According to CIHRS sources, the Egyptian government is attempting to reach a political deal with the American government that would exempt American staff members from a retrial in Egypt. The American government is further insisting that all politically motivated charges be dropped together with halting retaliatory measures against both the American and Egyptian defendants.
The Cairo Institute for Human Rights Studies (CIHRS) hopes that our wrongly convicted colleagues in international organizations will receive justice in the Cassation proceedings, which would be a welcome first step toward relieving the crackdown on Egyptian rights organizations and human rights defenders, as well as toward closing new investigations into Egyptian organizations. CIHRS also hopes that the state will provide a free climate – without intimidation and extortion – conducive to the operation of civil society organizations, both Egyptian and foreign.

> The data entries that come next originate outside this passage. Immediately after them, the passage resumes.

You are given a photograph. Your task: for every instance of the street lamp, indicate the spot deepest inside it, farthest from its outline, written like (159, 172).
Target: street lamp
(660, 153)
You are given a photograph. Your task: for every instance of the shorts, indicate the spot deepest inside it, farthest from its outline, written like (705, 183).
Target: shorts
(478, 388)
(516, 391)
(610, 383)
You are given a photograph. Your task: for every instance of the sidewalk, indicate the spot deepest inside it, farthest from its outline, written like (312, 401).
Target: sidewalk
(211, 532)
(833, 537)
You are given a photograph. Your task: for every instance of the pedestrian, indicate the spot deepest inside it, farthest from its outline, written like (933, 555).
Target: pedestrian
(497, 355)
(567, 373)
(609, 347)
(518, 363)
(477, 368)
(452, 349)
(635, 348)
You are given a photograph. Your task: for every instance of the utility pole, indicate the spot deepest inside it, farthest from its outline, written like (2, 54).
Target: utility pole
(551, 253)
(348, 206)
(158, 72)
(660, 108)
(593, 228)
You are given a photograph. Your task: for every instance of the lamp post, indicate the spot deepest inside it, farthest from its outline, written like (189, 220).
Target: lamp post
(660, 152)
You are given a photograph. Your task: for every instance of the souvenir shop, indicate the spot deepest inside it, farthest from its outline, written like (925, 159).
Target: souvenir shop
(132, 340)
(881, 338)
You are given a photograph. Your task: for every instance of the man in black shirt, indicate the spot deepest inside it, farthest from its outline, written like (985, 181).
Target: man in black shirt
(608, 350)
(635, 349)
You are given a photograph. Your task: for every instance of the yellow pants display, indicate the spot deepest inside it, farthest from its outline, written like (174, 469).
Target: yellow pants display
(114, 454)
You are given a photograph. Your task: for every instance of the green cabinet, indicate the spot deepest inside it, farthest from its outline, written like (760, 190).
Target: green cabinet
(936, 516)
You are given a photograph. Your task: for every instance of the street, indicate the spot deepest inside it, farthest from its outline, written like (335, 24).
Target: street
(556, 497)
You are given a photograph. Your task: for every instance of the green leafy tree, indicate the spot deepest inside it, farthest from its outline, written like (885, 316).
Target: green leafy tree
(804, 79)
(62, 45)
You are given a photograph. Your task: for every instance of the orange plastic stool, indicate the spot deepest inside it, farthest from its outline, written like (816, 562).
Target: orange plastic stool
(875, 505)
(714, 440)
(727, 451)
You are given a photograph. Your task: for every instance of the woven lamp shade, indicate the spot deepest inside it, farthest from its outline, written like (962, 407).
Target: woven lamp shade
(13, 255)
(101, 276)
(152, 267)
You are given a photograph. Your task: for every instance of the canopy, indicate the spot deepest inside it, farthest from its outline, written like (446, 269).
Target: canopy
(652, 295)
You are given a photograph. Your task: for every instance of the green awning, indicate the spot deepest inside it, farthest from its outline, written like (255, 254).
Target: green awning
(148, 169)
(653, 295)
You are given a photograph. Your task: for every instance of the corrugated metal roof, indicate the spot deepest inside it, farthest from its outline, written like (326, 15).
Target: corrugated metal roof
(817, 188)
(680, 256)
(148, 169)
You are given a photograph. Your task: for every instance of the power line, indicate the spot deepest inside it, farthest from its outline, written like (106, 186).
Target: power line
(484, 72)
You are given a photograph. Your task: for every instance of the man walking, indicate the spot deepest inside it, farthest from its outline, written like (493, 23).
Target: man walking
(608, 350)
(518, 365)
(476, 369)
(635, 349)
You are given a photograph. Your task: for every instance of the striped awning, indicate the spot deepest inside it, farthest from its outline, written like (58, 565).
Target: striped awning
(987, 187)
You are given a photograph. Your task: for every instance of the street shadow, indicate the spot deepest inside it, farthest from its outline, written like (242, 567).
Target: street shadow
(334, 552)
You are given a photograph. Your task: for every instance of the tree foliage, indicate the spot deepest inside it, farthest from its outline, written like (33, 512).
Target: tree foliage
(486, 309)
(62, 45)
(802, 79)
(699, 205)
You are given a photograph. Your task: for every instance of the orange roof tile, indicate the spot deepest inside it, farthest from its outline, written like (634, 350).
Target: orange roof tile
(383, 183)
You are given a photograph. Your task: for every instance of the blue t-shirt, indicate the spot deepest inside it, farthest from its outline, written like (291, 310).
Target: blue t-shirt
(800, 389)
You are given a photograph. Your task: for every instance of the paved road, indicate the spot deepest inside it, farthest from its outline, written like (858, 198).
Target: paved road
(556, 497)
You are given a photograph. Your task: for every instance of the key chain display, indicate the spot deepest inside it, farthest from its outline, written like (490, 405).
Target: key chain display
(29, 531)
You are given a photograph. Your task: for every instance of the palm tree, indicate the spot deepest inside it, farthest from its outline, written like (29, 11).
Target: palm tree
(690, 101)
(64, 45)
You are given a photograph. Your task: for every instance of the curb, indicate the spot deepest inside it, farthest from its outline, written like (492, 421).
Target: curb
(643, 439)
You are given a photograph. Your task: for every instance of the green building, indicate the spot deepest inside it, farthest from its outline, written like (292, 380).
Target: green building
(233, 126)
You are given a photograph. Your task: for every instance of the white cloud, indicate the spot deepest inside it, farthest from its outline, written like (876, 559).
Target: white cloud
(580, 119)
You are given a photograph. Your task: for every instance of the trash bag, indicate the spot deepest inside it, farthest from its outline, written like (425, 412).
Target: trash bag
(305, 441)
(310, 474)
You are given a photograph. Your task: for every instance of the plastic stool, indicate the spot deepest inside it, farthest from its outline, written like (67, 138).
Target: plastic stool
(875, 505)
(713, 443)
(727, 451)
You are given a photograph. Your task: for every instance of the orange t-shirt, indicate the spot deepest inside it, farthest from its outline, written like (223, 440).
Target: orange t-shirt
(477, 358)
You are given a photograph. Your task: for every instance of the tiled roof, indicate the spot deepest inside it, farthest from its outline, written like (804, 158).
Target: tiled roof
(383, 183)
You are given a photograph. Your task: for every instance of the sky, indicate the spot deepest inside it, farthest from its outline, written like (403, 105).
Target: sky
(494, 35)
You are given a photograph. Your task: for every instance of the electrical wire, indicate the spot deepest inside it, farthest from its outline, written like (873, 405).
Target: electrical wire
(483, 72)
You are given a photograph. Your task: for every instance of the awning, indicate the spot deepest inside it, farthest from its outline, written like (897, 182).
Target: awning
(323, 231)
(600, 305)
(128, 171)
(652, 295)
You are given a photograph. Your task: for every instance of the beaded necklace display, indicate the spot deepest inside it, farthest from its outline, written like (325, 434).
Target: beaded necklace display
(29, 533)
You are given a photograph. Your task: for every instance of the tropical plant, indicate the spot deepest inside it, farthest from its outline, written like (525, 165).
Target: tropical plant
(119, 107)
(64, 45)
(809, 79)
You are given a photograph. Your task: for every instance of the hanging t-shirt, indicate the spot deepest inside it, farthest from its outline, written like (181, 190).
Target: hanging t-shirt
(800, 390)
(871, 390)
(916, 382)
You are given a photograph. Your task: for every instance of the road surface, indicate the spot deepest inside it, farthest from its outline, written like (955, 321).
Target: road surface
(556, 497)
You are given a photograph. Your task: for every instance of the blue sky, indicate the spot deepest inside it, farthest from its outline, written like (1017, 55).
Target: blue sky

The state and its investigative entities must also suspend all retaliatory measures against Egyptian rights groups; retaliation against Egyptian civil society has escalated since 2014 after General Abdel Fattah al-Sisi assumed the presidency. These retaliatory measures include at least 29 bans on rights advocates, 10 asset freezes on human rights defenders and 7 on rights organizations including CIHRS and its director, while dozens of employees at these organizations have been summoned for interrogation since 2014.
Both parts of the Foreign Funding Case (the first against international organizations, and the second against Egyptian organizations) are based on allegations found in a report issued in July 2011 by a Ministry of Justice fact-finding committee. The report alleged that Egyptian and foreign civil society organizations received foreign funding with the purpose of fomenting chaos in the country beginning from February 2011; however, the investigative authorities failed to provide, even once, any evidence proving the veracity of this allegation.
Left without any legitimate legal avenues to prove these false allegations, the state thus turned to its friendly media outlets to launch smear campaigns against these rights organizations, with the participation of the Supreme Council of the Armed Forces running the country during this period. The real trial took place in the press and on television screens. Rights workers were accused of collaboration, espionage, and high treason and were subjected to clear incitement of violence, in an attempt to obstruct their activities after January 2011.
The vicious assault against these human rights organizations is unprecedented since the emergence of civil society in Egypt: security forces raided the offices of several international and Egyptian organizations, confiscating computers and documents. The state then referred 43 Egyptian and foreign staff workers at these organizations to a criminal trial. The court unjustly sentenced them to 1-5 years in prison (suspended) for their lawful activities, in a trial that did not meet minimum standards of independence and fairness, and was marred by serious violations.